A inteligência artificial é uma ferramenta útil no contexto educativo. Ela consegue organizar conteúdos com grande velocidade, reduzir tarefas burocráticas, diferenciar pedagogias e disponibilizar toda a informação ao alcance de um clique. Todavia, a tecnologia por si só não educa, a inteligência artificial informa, mas apenas a inteligência humana transforma.
Nenhuma linha de código, por mais avançada e complexa que seja, pode substituir o trabalho e a presença física de um(a) professor(a). Sem a mediação humana, a informação perde o seu propósito e converte-se num mero acumulado de dados sem alma. A educação, a formação e o trabalho com as aprendizagens não consistem numa simples transferência de ficheiros, elaboração de trabalhos ou na correção automática de exercícios. Trata-se de um processo profundamente humano, fundado no diálogo, nos afetos, na compreensão, na intuição e na empatia.
A máquina processa, mas não sente nem conforta. Ela ignora a dor de um aluno frustrado, a hesitação num olhar discreto ou a súbita expressão de entusiasmo quando um conceito ganha vida. Por essa razão, é urgente dotar os docentes das condições e da dignidade necessárias para cumprirem a sua verdadeira missão. Ensinar é despertar a curiosidade, incentivar a dúvida e promover o pensamento crítico. O verdadeiro conhecimento nasce da inquietação, do querer saber, do desejo de perguntar e essas chamas só se acendem na comunicação humana, na voz, na língua gestual, no tom e na paixão que o(a) professor(a) imprime em cada aula.
Esta missão ganha um peso ainda mais decisivo na realidade social das nossas escolas.

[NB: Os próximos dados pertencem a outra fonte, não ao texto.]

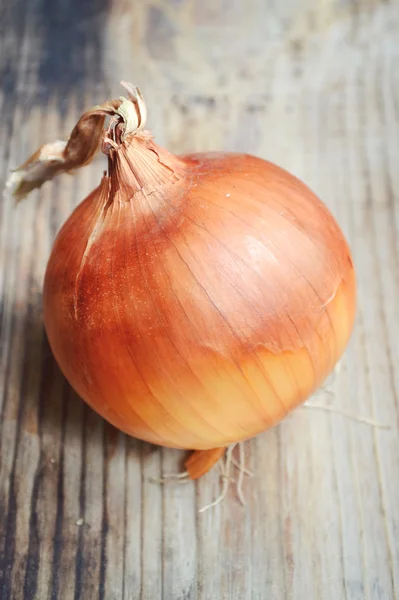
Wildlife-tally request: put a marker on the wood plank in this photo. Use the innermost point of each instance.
(312, 86)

A escola pública não serve apenas para acompanhar quem já vem de ambientes estruturados e com hábitos de estudo. O desafio maior do ensino é resgatar os alunos que não possuem suporte, motivação ou recursos em casa. Para estes jovens, o(a) professor(a) representa muitas vezes a única oportunidade real de mudar de vida.
O elevador social não é movido por algoritmos frios ou ecrãs interativos, move-se com inteligência emocional, alimentado pelo afeto, pela exigência e pelo olhar atento de quem recusa deixar alguém para trás. A inteligência artificial não tem empatia nem vocação para resgatar quem mais precisa. A tecnologia pode ser uma excelente aliada na busca de conteúdos, mas o ato de educar continuará a ser um território exclusivamente humano. Informar, qualquer máquina informa, mas transformar vidas é uma conquista que só o olhar de um(a) professor(a) consegue alcançar.